Grecia in crisi tra titoli "spazzatura" e aiuti dell'Fmi


Grecia in crisi tra titoli 'spazzatura' e aiuti dell'Fmi
28/04/2010, 09:04

ATENE - Nuova mazzata contro l'economia greca inferta dalla agenzia di rating Standard & Poor's, che nella serata di ieri ha declassato i titoli greci a "junk bonds", letteralmente "titoli spazzatura". In pratica, secondo l'agenzia di rating, la Grecia ormai è vicina al default, per cui comprare i suoi titoli è rischioso, indipendentemente dal tasso di interesse che vi è applicato. Questo rischia, se le altre agenzie di rating dovessero seguire la Standard & Poor's, di rendere i titoli non utilizzabili per gli scambi internazionali, a partire da quelli della BCE.
La decisione ha fatto schizzare in alto i titoli greci, che ora sul mercato hanno un interesse del 9,73%, per i titoli a 10 anni, con un differenziale sui Bund tedeschi - che vengono presi come riferimento in Europa, per la loro stabilità - che ha quasi raggiunto i 7 punti percentuali.
Ma a livello europeo è tutto bloccato, soprattutto per colpa della Germania.
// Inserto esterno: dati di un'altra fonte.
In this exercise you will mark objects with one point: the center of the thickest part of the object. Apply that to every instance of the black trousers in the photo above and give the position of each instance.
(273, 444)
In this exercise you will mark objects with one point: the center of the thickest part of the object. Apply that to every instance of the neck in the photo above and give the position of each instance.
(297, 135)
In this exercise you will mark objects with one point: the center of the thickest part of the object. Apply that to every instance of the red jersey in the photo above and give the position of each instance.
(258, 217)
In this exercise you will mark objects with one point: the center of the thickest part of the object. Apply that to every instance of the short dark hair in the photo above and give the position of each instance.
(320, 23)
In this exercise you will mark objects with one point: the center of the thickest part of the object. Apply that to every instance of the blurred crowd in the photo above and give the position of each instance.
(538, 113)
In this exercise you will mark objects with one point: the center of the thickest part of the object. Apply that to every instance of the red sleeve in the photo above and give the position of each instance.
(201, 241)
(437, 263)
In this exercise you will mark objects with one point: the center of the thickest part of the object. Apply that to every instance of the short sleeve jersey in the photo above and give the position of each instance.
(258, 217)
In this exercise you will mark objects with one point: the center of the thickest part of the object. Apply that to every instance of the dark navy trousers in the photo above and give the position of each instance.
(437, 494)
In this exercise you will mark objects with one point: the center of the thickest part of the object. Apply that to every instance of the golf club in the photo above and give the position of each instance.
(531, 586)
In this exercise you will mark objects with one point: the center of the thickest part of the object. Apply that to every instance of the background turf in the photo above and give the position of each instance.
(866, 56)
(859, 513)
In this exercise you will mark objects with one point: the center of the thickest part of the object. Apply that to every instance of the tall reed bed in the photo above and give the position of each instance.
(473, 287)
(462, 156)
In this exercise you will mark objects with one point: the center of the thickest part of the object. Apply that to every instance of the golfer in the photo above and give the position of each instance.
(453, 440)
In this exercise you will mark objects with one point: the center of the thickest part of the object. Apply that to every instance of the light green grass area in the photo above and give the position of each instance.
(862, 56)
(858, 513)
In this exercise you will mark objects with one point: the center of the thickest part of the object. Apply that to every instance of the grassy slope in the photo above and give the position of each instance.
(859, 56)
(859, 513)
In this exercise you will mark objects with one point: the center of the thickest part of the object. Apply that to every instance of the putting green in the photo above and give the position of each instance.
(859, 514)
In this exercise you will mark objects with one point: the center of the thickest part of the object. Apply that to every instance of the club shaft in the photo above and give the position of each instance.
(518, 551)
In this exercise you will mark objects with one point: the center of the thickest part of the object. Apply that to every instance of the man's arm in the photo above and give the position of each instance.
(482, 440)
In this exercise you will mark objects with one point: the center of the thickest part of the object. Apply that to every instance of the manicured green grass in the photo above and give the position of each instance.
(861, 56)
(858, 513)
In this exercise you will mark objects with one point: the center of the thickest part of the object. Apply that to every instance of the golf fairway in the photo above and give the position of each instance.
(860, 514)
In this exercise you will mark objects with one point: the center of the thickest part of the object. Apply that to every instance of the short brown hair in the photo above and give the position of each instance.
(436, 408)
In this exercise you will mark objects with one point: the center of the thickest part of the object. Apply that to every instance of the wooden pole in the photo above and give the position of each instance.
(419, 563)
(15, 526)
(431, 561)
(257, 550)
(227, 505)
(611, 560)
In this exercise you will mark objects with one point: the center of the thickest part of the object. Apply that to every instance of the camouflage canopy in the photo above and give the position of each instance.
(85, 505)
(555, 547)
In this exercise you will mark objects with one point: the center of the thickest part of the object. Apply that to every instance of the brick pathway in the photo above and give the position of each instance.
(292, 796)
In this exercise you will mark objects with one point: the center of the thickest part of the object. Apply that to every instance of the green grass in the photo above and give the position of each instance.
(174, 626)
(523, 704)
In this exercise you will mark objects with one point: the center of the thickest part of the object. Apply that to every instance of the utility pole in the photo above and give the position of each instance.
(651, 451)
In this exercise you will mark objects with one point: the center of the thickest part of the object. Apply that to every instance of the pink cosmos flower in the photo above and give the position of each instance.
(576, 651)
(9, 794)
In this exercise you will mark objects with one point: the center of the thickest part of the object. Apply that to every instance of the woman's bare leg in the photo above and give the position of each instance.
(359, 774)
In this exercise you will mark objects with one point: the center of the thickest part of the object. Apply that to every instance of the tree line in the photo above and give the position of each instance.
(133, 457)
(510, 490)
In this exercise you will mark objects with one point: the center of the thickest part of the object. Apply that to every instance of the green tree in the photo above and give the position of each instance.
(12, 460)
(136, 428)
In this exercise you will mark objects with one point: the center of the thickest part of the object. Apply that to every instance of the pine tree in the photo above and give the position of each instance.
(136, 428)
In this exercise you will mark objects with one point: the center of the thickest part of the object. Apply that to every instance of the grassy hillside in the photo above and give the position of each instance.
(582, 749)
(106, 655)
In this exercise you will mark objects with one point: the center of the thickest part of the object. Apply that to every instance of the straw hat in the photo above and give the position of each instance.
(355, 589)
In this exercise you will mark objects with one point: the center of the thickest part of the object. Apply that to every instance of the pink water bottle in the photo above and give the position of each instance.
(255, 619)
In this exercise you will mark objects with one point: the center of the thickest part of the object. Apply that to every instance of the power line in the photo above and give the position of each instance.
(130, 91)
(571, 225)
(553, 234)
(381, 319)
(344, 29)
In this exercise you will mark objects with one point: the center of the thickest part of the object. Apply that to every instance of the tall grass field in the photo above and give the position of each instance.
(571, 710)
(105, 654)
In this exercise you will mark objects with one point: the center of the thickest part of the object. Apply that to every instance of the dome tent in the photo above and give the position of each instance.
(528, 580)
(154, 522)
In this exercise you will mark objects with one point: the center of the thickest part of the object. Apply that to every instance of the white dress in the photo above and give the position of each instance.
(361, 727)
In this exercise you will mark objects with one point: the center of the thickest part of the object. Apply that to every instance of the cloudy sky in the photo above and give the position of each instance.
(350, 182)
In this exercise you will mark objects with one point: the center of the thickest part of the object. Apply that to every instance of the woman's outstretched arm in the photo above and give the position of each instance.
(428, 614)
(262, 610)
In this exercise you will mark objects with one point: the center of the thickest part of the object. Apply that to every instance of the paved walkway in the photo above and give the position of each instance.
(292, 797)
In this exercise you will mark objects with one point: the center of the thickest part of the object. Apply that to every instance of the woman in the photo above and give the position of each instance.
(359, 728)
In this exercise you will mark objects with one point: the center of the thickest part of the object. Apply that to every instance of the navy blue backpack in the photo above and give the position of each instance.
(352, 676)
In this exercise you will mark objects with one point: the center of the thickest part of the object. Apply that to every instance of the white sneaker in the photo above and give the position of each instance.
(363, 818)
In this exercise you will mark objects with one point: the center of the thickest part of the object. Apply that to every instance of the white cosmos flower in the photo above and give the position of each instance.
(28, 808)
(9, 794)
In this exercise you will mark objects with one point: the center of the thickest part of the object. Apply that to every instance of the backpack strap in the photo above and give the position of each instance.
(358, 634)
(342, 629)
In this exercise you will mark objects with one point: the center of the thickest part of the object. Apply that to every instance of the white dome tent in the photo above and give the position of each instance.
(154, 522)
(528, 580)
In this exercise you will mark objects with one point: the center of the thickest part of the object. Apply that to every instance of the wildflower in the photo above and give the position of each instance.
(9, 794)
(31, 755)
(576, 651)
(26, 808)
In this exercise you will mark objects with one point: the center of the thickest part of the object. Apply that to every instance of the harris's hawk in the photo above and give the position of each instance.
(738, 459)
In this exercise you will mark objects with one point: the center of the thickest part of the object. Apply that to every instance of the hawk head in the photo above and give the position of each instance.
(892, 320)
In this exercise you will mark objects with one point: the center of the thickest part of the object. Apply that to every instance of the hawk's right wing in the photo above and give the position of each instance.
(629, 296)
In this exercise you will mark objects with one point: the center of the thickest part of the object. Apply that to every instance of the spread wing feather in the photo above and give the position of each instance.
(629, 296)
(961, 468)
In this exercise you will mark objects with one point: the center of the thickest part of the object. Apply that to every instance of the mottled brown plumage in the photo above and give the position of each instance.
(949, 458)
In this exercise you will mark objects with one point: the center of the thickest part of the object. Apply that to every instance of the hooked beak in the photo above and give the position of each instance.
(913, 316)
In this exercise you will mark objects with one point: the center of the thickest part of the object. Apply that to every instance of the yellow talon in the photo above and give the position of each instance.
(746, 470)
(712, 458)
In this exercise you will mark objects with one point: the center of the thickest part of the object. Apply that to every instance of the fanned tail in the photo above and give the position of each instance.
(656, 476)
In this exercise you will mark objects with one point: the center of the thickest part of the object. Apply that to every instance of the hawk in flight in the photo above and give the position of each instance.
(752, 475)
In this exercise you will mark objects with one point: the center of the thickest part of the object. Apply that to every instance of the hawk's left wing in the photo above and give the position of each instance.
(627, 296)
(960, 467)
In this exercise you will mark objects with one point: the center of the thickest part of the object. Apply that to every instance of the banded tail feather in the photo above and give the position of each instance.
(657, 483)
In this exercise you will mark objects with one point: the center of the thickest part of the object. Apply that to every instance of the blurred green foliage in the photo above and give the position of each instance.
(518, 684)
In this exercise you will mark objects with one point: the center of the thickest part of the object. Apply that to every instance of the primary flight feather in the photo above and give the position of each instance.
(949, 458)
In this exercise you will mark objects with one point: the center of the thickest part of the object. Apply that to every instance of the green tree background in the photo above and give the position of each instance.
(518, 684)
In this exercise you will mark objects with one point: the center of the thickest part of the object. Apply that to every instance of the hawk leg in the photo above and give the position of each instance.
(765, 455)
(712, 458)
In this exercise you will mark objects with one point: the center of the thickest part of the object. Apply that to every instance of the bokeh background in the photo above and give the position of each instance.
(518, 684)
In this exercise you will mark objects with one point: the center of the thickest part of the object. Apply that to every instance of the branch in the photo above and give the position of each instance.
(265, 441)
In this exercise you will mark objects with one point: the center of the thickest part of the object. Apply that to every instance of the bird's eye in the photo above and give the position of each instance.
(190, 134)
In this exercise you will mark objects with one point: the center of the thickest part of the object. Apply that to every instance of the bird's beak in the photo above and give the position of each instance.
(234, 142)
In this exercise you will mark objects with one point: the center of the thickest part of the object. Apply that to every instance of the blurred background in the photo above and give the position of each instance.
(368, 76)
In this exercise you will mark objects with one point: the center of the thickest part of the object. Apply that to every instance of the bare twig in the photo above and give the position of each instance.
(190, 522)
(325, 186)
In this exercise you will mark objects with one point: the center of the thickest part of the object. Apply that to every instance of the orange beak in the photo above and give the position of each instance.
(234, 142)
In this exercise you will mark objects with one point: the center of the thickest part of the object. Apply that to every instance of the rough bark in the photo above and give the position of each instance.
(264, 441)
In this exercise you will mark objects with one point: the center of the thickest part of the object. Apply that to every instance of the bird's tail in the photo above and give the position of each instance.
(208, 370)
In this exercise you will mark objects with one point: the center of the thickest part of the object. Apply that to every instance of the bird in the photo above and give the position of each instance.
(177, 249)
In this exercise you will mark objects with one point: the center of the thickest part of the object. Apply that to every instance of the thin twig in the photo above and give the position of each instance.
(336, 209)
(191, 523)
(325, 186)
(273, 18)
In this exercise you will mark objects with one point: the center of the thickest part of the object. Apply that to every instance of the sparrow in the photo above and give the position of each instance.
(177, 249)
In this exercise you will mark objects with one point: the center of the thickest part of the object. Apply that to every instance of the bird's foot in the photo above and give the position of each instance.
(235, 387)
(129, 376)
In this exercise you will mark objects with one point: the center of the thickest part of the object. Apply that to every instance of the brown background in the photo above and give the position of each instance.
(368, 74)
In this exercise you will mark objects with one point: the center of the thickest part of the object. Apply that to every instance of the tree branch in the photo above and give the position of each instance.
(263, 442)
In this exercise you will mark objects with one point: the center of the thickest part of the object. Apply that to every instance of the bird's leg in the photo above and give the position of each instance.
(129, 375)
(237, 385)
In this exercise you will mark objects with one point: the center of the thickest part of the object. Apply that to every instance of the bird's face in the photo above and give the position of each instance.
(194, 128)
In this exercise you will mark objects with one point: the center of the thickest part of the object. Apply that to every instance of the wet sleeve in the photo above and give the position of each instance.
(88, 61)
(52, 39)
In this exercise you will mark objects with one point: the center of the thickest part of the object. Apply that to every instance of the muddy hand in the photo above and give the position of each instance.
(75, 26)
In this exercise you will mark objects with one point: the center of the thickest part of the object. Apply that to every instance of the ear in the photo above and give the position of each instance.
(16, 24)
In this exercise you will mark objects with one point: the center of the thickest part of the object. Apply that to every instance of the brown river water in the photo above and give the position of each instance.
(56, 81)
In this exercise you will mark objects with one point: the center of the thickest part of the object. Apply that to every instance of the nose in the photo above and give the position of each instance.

Tra due settimane, il 9 maggio, si svolgeranno le elezioni regionali nel Nord Reno Vestfalia, ed è una zona politicamente indicativa. Di conseguenza la Merkel non intende muoversi prima delle elezioni, per paura di perdere consensi elettorali. La data di "non ritorno" è il 19 maggio. Per quella data è prevista la collocazione del mercato di una grossa quantità di titoli greci, per sostituire quelli in scadenza. Entro quella data o la Grecia riacquista credibilità o i rischi sono enormi. E per riacquistare credibilità il Paese deve ricevere i 43 miliardi concordati con l'Unione Europea, intervento ostacolato dai tedeschi. proprio per questo la Spagna, Presidente dell'Unione Europea in questo semestre, ha predisposto una riunione per il 10 maggio, cioè dopo le elezioni. Ma anche il Fondo monetario internazionale potrebbe muoversi, dando una ulteriore mano con un prestito ponte di 10 miliardi.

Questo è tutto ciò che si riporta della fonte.